Quickstart: Services schalen die zijn geïmplementeerd met de azd Python-websjablonen met bicep

Met de Python-websjablonen azd kunt u snel een nieuwe webtoepassing maken en deze implementeren in Azure. De azd sjablonen zijn ontworpen voor het gebruik van goedkope Azure-serviceopties. Ongetwijfeld wilt u de serviceniveaus (of SKU's) aanpassen voor elk van de services die in de sjabloon zijn gedefinieerd voor uw scenario.

In deze quickstart werkt u de juiste bicep-sjabloonbestanden bij om bestaande services op te schalen en nieuwe services toe te voegen aan uw implementatie. Vervolgens voert u de azd provision opdracht uit en bekijkt u de wijziging die u hebt aangebracht in de Azure-implementatie.

Vereisten

Een Azure-abonnement - Een gratis abonnement maken

U moet het volgende op uw lokale computer hebben geïnstalleerd:

Een sjabloon implementeren

Om te beginnen hebt u een werkende azd implementatie nodig. Zodra u deze hebt ingesteld, kunt u de Bicep-bestanden wijzigen die door de azd sjabloon zijn gegenereerd.
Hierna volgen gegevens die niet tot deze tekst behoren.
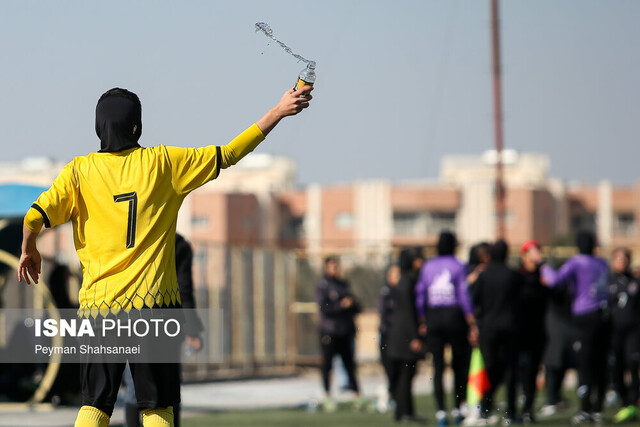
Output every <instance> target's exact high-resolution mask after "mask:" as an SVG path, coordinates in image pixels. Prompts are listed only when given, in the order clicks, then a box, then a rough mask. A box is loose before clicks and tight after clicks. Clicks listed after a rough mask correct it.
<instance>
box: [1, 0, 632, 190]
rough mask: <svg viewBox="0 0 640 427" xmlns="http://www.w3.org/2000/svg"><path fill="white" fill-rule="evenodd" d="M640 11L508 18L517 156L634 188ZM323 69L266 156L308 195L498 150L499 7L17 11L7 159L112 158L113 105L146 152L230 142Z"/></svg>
mask: <svg viewBox="0 0 640 427" xmlns="http://www.w3.org/2000/svg"><path fill="white" fill-rule="evenodd" d="M639 19H640V2H636V1H633V0H627V1H622V0H613V1H607V2H604V1H593V0H565V1H552V0H540V1H535V2H525V1H520V0H513V1H509V2H502V3H501V23H502V27H501V29H502V43H503V44H502V63H503V64H502V65H503V95H504V97H503V104H504V118H505V122H504V137H505V146H506V147H507V148H515V149H517V150H521V151H533V152H544V153H548V154H549V156H550V158H551V168H552V175H553V176H555V177H559V178H564V179H570V180H583V181H586V182H592V183H594V182H597V181H599V180H601V179H610V180H612V181H614V182H615V183H619V184H630V183H634V182H636V180H637V178H636V177H637V172H636V170H637V169H638V167H637V164H638V160H637V159H638V158H640V157H639V155H640V148H639V144H638V143H637V141H638V135H640V120H638V111H640V108H639V107H640V78H639V77H638V70H639V69H640V49H638V46H640V26H638V25H637V23H638V22H639ZM258 21H264V22H268V23H269V24H270V25H271V27H272V28H273V30H274V33H275V35H276V37H278V38H279V39H281V40H282V41H284V42H286V43H287V44H288V45H289V46H290V47H291V48H292V49H293V50H294V51H295V52H297V53H300V54H301V55H303V56H305V57H307V58H309V59H313V60H315V61H316V62H317V69H316V72H317V83H316V90H315V91H314V97H315V99H314V100H313V105H312V106H311V108H309V109H308V110H307V111H305V112H304V114H302V115H300V116H298V117H295V118H290V119H287V120H285V121H283V122H282V123H281V125H280V126H279V127H278V128H277V129H276V130H275V131H274V132H273V133H272V134H271V135H269V138H268V139H267V141H265V142H264V143H263V144H262V145H261V146H260V147H259V148H258V150H259V151H260V152H267V153H272V154H276V155H283V156H288V157H291V158H293V159H294V160H295V161H296V162H297V164H298V168H299V178H300V182H301V183H302V184H306V183H311V182H320V183H332V182H345V181H352V180H357V179H369V178H387V179H391V180H394V181H402V180H413V179H422V178H434V177H437V175H438V171H439V162H440V159H441V157H442V156H443V155H446V154H474V153H481V152H482V151H484V150H486V149H488V148H491V147H492V146H493V123H492V108H493V104H492V99H491V56H490V45H489V40H490V34H489V23H490V19H489V2H488V1H474V2H462V1H460V0H451V1H444V0H442V1H427V0H420V1H394V2H391V1H355V0H347V1H333V0H330V1H323V2H314V3H309V4H304V3H301V2H299V1H278V0H270V1H237V2H209V1H185V2H157V1H153V2H152V1H136V2H130V1H113V2H83V1H57V2H44V1H41V2H39V1H31V2H24V1H4V2H3V3H2V13H1V14H0V40H2V41H1V42H0V48H1V51H2V53H3V60H2V67H0V81H1V82H2V84H1V89H0V115H1V117H2V120H1V121H0V144H1V146H2V153H3V158H2V159H1V160H2V161H18V160H20V159H23V158H25V157H28V156H49V157H54V158H58V159H62V160H70V159H71V158H72V157H73V156H75V155H84V154H87V153H89V152H91V151H94V150H96V149H97V147H98V140H97V137H96V136H95V132H94V129H93V125H94V122H93V121H94V109H95V103H96V101H97V99H98V97H99V96H100V94H101V93H102V92H104V91H105V90H107V89H109V88H111V87H114V86H120V87H125V88H128V89H130V90H133V91H134V92H136V93H138V95H139V96H140V98H141V100H142V104H143V123H144V125H143V136H142V140H141V144H142V145H147V146H149V145H157V144H165V145H178V146H199V145H205V144H224V143H226V142H227V141H228V140H230V139H231V138H233V137H234V136H235V135H236V134H237V133H239V132H240V131H242V130H243V129H244V128H245V127H247V126H248V125H250V124H251V123H252V122H254V121H255V120H257V119H258V118H259V117H260V116H261V115H262V114H263V113H264V112H265V111H266V110H267V109H268V108H269V107H271V106H272V105H274V104H275V103H276V102H277V100H278V99H279V98H280V96H281V95H282V93H283V92H284V91H285V90H286V89H287V88H288V87H290V86H292V85H293V83H294V82H295V79H296V77H297V74H298V72H299V71H300V70H301V69H302V68H303V66H304V64H302V63H297V62H296V60H295V59H294V58H292V57H289V56H288V55H287V54H286V53H285V52H284V51H283V50H281V49H280V48H279V47H278V46H276V45H275V44H273V43H272V44H271V45H268V41H269V40H268V39H267V38H266V37H265V36H264V35H262V34H258V33H255V32H254V24H255V22H258Z"/></svg>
  1. Volg stap 1 tot en met 7 in het quickstart-artikel. Gebruik in stap 2 de azure-django-postgres-flexible-appservice sjabloon. Voor uw gemak vindt u hier de volledige reeks opdrachten die u vanaf de opdrachtregel kunt uitgeven:

    mkdir azdtest
    cd azdtest
    azd init --template azure-django-postgres-flexible-appservice
    azd auth login
    azd up
    

    Zodra azd up dit is voltooid, opent u Azure Portal, gaat u naar de Azure-app Service die is geïmplementeerd in uw nieuwe resourcegroep en noteert u het App Service-prijsplan (zie de pagina Overzicht van het App Service-plan, de sectie Essentials, de waarde van het prijsplan).

  2. In stap 1 van het quickstart-artikel hebt u de opdracht gekregen om de map azdtest te maken. Open die map in Visual Studio Code.

  3. Navigeer in het deelvenster Explorer naar de inframap . Bekijk de submappen en bestanden in de inframap .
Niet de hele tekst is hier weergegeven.